Afinal, consoante afirma Maria Paula Dallar Buccii , as “grandes linhas das políticas públicas, as diretrizes, os objetivos, são opções políticas que cabem aos representantes do povo, e, portanto, ao Poder Legislativo, que as organiza sob a forma de leis”.
No âmbito do Município de Goiânia, dentre outros exemplos da produção normativa de iniciativa parlamentar concretizadora de direitos fundamentais, a Lei Municipal nº 10.643, de 15 de junho de 2021, assegura às gestantes com deficiência auditiva o direito a um intérprete da Língua Brasileira de Sinais (Libras) durante as consultas de pré-natal e no parto. Buscou o legislador concretizar direitos fundamentais de pessoas com deficiência, garantindo inclusão social e acessibilidade, em prestígio ao princípio da igualdade; tudo em consonância com o Estatuto da Pessoa com Deficiência (a Lei n° 13.146, de 6 de julho de 2015).

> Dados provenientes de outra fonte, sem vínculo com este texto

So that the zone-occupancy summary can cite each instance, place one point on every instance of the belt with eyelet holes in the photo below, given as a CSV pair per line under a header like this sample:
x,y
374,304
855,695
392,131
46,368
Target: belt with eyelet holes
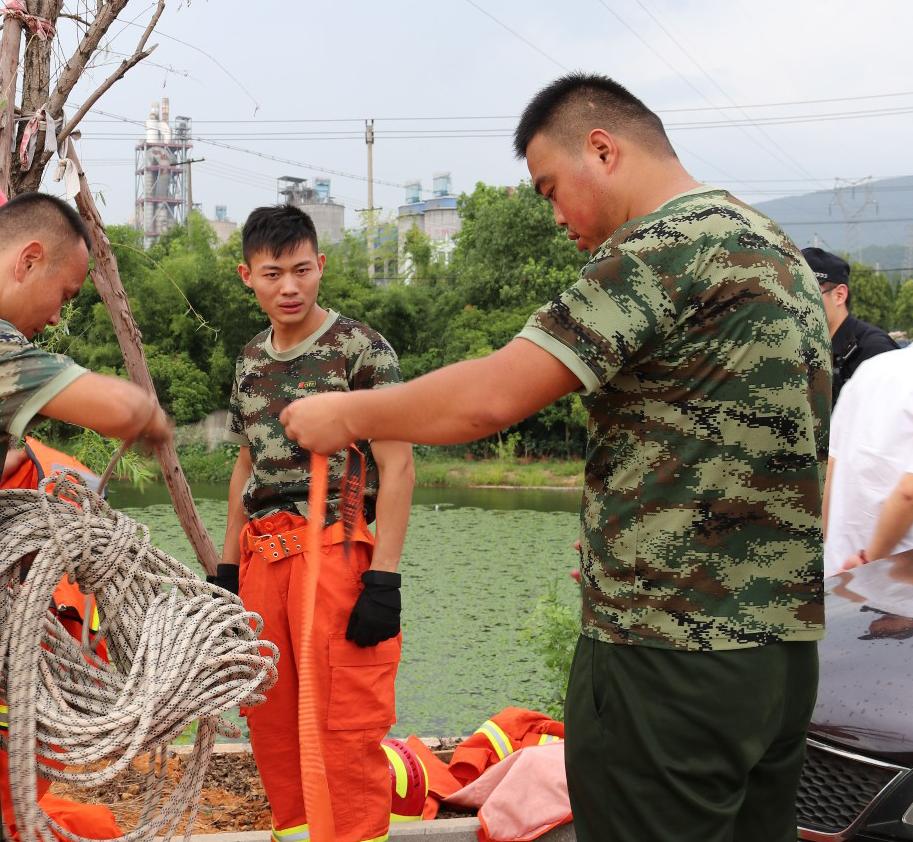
x,y
278,545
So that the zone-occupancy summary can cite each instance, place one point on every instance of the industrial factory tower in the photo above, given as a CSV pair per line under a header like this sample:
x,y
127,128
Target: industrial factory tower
x,y
162,164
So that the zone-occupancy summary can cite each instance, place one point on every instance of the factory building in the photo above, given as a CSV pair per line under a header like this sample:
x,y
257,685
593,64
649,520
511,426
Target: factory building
x,y
162,173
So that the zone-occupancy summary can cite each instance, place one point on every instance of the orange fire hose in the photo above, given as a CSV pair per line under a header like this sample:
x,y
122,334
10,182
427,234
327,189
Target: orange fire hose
x,y
314,785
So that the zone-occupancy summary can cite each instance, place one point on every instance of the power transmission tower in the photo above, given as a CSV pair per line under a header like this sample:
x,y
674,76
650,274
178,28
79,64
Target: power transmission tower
x,y
852,208
369,142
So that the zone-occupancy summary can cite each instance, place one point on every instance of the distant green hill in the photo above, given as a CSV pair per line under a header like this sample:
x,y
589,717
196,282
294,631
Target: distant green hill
x,y
871,222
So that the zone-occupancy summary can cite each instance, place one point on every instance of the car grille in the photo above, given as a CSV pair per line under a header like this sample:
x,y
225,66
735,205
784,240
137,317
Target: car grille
x,y
836,787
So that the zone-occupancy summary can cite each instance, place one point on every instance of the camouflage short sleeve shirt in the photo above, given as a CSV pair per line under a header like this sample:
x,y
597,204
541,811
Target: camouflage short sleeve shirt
x,y
341,356
29,378
699,335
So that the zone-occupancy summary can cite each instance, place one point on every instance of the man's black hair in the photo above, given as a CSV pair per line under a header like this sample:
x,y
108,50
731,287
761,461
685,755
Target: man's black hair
x,y
276,230
34,214
571,106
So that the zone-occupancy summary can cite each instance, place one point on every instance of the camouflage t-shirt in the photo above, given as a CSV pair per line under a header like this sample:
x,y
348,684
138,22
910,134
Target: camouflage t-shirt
x,y
29,378
340,356
699,335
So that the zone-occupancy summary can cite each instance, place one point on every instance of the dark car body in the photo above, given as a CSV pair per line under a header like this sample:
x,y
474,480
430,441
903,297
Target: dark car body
x,y
857,783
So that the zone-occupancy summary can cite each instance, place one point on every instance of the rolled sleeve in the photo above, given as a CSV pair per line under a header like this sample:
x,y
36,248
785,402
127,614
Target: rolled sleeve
x,y
39,399
29,378
616,308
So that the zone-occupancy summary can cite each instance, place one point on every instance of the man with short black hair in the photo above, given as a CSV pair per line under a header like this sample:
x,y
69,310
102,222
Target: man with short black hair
x,y
697,336
356,621
853,340
44,258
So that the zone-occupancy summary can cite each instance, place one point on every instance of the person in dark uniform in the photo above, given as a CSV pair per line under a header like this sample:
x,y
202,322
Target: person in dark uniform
x,y
852,339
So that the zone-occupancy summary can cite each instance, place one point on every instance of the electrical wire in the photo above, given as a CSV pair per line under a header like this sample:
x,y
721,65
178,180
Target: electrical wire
x,y
517,35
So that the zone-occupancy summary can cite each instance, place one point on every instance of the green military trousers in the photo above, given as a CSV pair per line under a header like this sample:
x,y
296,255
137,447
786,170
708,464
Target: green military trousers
x,y
674,746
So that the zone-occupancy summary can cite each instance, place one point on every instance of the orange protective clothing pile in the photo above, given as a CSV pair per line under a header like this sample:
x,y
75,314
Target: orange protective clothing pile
x,y
511,769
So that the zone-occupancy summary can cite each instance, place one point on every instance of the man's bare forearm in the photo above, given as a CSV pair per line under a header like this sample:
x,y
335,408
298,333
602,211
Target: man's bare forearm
x,y
894,520
458,403
237,517
394,502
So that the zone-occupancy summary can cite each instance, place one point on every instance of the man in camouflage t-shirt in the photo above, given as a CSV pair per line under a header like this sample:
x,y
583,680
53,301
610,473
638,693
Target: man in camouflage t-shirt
x,y
356,641
44,257
697,336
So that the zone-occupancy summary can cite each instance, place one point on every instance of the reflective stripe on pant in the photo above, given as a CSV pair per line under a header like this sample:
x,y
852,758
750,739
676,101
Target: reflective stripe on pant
x,y
356,688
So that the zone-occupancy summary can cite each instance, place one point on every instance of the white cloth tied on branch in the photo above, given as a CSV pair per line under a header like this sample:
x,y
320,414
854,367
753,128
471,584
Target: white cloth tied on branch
x,y
39,26
180,650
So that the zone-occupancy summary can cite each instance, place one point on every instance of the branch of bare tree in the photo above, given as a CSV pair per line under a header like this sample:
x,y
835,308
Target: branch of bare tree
x,y
73,69
139,54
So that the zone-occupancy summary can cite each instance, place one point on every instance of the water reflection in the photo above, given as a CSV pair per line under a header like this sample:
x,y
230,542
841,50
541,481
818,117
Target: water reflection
x,y
475,562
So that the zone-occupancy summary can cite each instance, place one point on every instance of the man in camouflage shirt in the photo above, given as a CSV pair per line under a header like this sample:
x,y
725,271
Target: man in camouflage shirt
x,y
44,257
356,640
697,336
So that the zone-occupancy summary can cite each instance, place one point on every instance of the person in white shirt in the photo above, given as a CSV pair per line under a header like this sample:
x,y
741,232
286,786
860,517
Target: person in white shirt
x,y
868,494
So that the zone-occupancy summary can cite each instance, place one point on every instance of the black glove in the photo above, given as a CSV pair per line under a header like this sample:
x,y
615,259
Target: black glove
x,y
226,577
375,616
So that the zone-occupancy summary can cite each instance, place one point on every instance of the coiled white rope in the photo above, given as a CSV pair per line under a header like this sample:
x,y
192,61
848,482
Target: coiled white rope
x,y
180,650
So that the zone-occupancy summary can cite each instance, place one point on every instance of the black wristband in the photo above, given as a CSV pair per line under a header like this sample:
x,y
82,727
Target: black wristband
x,y
381,578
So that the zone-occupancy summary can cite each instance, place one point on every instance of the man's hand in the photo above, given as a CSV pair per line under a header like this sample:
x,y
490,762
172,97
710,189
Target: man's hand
x,y
318,423
856,560
375,616
12,463
226,577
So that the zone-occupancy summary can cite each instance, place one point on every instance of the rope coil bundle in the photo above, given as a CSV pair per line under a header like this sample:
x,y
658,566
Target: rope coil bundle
x,y
180,650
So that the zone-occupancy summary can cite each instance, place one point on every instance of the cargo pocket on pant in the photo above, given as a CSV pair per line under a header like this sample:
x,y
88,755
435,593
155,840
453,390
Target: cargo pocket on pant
x,y
362,684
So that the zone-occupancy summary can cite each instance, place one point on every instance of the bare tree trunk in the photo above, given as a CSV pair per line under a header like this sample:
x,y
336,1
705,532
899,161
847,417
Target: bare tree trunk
x,y
36,91
109,286
9,63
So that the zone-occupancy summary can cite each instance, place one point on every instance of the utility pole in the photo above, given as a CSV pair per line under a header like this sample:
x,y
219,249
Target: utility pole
x,y
9,63
187,163
369,142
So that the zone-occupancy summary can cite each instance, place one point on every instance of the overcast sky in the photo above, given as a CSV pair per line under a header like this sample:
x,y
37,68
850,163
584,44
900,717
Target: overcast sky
x,y
247,72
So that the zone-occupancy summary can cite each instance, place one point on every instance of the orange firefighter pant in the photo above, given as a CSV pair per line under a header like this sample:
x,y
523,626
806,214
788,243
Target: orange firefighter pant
x,y
355,686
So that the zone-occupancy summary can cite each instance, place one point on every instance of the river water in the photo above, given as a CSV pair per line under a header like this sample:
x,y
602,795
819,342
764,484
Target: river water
x,y
474,564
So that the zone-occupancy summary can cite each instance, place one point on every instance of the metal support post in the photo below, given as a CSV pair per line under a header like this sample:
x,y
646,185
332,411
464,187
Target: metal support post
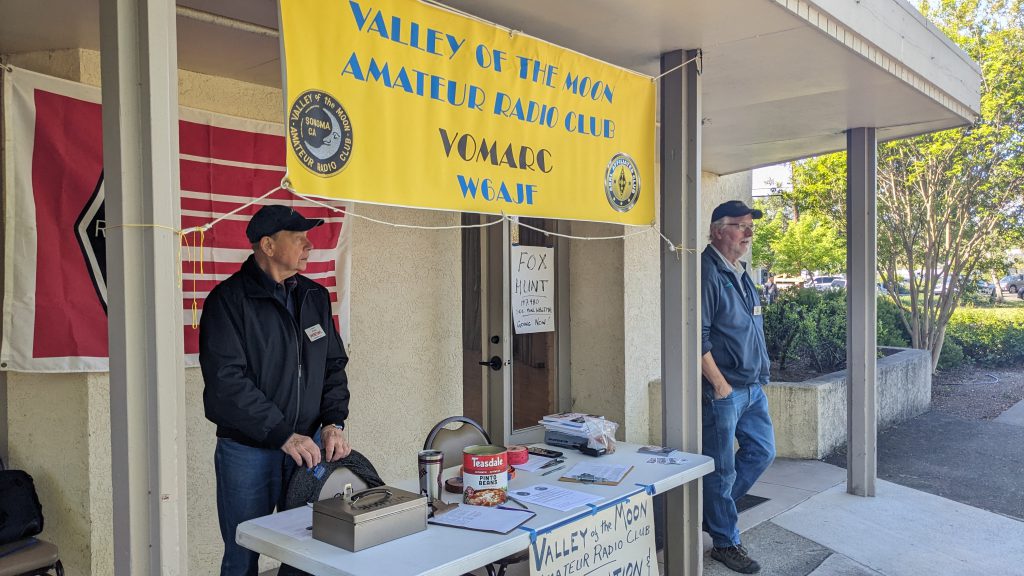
x,y
861,309
147,403
680,113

O prefeito de Goiânia, entretanto, sob a alegação de que a legislação representaria invasão na reserva da administração, criando despesa para a administração pública, ajuizou Ação Direta de Inconstitucionalidade.
A criação de despesas públicas, todavia, como já explanado, não pode mais ser invocada como um obstáculo à concretização de direitos fundamentais. Em conformidade com o definido no tema 917 do STF, e tendo em vista o princípio da solidariedade (art. 3º, incisos I e IV, CRFB/88) e a aplicabilidade imediata dos direitos fundamentais (art. 5º, §1º, CRFB/88), o Poder Legislativo não só pode, como tem a obrigação de editar leis que promovam políticas públicas.
Justamente por isso, o acórdão do Órgão Especial do Tribunal de Justiça do Estado de Goiás, após forte atuação da Procuradoria da Câmara Municipal de Goiânia, foi reformado pelo Supremo Tribunal Federal, conforme a decisão monocrática do ínclito ministro Dias Toffoli, que deu provimento ao Recurso Extraordinário com Agravo nº 1.492.397 – GOIÁS, para declarar a constitucionalidade da norma, ressaltando que:
“além de não verificada a inconstitucionalidade formal da legislação municipal, tendo em vista estar em conformidade com a jurisprudência deste Supremo Tribunal Federal, notadamente com o Tema n° 917 de Repercussão Geral, ainda constato a plena constitucionalidade material da lei municipal aqui questionada, por seu alinhamento aos ditames constitucionais referentes à proteção das pessoas com deficiência.”
A nova conformação do Poder Legislativo municipal, em resposta à demanda da população por um parlamento mais atuante e representativo, revela um movimento de fortalecimento da autonomia legislativa local na promoção de direitos fundamentais. A jurisprudência do STF, mormente a tese fixada no tema 917, demonstra que o Legislativo municipal pode – e deve – atuar de forma mais assertiva na proposição de políticas públicas que atendam aos interesses da população, sem ferir a separação de poderes.
O caso da Lei Municipal nº 10.643/2021, do Município de Goiânia, cuja constitucionalidade foi reconhecida pela Corte Constitucional, é um exemplo concreto de como o Legislativo municipal pode promover direitos fundamentais e sociais por meio de proposições normativas sobre política pública.
*Eliane Cardoso Guimarães é Procuradora Jurídica Legislativa da Câmara Municipal de Goiânia.
*Kowalsky do Carmo Costa Ribeiro é Procurador-Geral da Câmara Municipal de Goiânia.